Brain v. Elliott-Spicher Motors, Inc.

249 F. Supp. 695 | W.D. Pa. | 1966

GOURLEY, Chief Judge.

This is a Pennsylvania civil jury diversity action. An accident occurred between two motor vehicles, the plaintiff’s fiduciary died as a result of the accident, and the defendant died subsequent thereto due to causes unrelated to the accident. Verdict was rendered in favor of the defendant.

The immediate matter before the Court is a Motion for New Trial based on the following question:

Where an individual involved in an accident becomes a party to litigation based on negligence and dies due to causes unrelated to the accident, is said litigant entitled to the presumption that due care was exercised in the operation of his motor vehicle at the time of the accident?

This matter was not presented to the Court until the end of all the testimony in the case in the form of Requests for Charge by the defendant.1

*696The issue is novel in the sense that the precise question has never been decided by the appellate courts of Pennsylvania, nor by any of the nisi prius courts, and that being so, the Court is required to consider such approach to the problem as may be indicated by the Pennsylvania cases in the general field and to resort to general applicable principles to reach a conclusion consistent with Pennsylvania law. Gerr v. Emrick, 283 F.2d 293 (3rd Cir., 1960).

In sum, it is incumbent upon the Court to make its own determination of what the Pennsylvania Supreme Court would probably rule in a similar case. The cases which counsel and the Court have found in their research enunciate the following rule:

When a person is killed in an accident, there is a presumption arising from the general knowledge of the strength of the instinct of self-preservation and the natural desire to avoid pain and injury to one’s self that the deceased at the time of the accident was exercising due care. Morin v. Kreidt, 310 Pa. 90, 164 A. 799 (1932); Schofield v. King, 388 Pa. 132, 130 A.2d 93 (1957).

The case that involves facts that have some similarity to the issue in question is Lyons v. Bodelc Estate, 393 Pa. 131, 142 A.2d 199 (1958).2 The rule of law was enunciated that a presumption of due care on the part of the decedent applies only where the death or inability to testify occurs by reason of the accident, and that because the lips of a surviving party are sealed by virtue of the Dead Man’s Statute does not give to such survivor the benefit of any such presumption in his favor.

I conclude if this matter were presented to the Supreme Court of Pennsylvania, the rule of law would be enunciated that for the presumption of due care to have application to a party to an accident who dies subsequent thereto, it is necessary that said litigant die as a result of said accident.

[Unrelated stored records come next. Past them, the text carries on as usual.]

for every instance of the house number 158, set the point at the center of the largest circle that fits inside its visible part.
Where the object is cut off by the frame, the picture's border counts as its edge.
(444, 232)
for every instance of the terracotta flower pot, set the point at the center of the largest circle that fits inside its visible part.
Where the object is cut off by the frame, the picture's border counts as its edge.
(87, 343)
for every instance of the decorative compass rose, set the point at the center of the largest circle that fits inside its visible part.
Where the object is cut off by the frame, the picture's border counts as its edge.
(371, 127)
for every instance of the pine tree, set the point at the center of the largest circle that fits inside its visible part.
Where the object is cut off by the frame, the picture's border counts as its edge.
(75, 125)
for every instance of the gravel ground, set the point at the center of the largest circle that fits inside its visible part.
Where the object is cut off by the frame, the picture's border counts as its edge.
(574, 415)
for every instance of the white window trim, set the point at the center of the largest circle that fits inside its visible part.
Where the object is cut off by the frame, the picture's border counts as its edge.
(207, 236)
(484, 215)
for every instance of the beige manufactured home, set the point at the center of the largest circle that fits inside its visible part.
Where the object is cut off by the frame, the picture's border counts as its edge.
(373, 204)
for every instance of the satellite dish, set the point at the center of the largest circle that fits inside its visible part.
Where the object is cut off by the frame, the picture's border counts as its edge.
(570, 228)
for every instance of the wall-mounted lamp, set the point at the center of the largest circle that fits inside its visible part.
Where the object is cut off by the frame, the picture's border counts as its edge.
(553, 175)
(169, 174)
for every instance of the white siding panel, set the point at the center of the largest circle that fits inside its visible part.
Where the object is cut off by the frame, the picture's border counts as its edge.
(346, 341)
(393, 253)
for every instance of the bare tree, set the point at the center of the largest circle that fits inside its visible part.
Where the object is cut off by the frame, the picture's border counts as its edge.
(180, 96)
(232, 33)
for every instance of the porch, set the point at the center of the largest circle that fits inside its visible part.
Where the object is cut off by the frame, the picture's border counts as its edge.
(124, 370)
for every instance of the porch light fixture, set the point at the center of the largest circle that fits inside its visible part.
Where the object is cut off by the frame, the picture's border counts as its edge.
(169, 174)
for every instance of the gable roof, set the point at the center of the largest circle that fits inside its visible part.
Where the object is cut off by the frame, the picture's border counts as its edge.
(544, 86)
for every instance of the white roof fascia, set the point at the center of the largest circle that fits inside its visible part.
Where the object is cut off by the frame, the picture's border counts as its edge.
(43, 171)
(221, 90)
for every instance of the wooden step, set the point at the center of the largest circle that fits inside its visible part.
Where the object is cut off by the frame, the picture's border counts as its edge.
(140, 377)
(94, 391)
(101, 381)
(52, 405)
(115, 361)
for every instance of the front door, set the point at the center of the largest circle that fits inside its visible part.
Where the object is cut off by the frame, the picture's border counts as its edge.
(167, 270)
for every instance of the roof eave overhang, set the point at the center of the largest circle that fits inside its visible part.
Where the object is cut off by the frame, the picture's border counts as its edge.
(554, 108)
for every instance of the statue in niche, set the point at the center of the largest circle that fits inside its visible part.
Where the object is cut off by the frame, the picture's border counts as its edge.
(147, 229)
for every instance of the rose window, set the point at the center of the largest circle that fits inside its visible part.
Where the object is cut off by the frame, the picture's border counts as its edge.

The underlying purpose of said presumption was based on the thesis that general knowledge exists that there is an instinct on the part of any person who is involved in an accident to preserve his general well-being with a natural desire to avoid injury or death.

When a person dies of natural causes unrelated to the accident, there is no basis or thesis to apply the presumption.

The Motion for New Trial shall be granted, and an appropriate Order is entered.

. Counsel for the parties had no authorities to submit to the Court in support of the point, and it was necessary for the trial judge, in the limited time that was *696available, to reach a conclusion as best the law could be formulated. No Pennsylvania case had been cited to the Court by counsel, nor can any be found through exhaustive research made on the part of the Court.

. The plaintiff was injured on premises of the defendant and died subsequent to plaintiff’s injury. Under the Dead Man’s Statute in Pennsylvania, 28 Pa.P.S. § 322, plaintiff was disqualified from testifying. The Supreme Court was presented with the question as to whether the plaintiff was entitled to a presumption of due care due to the death of the defendant, which therefore rendered the plaintiff’s testimony inadmissible under the above Statute.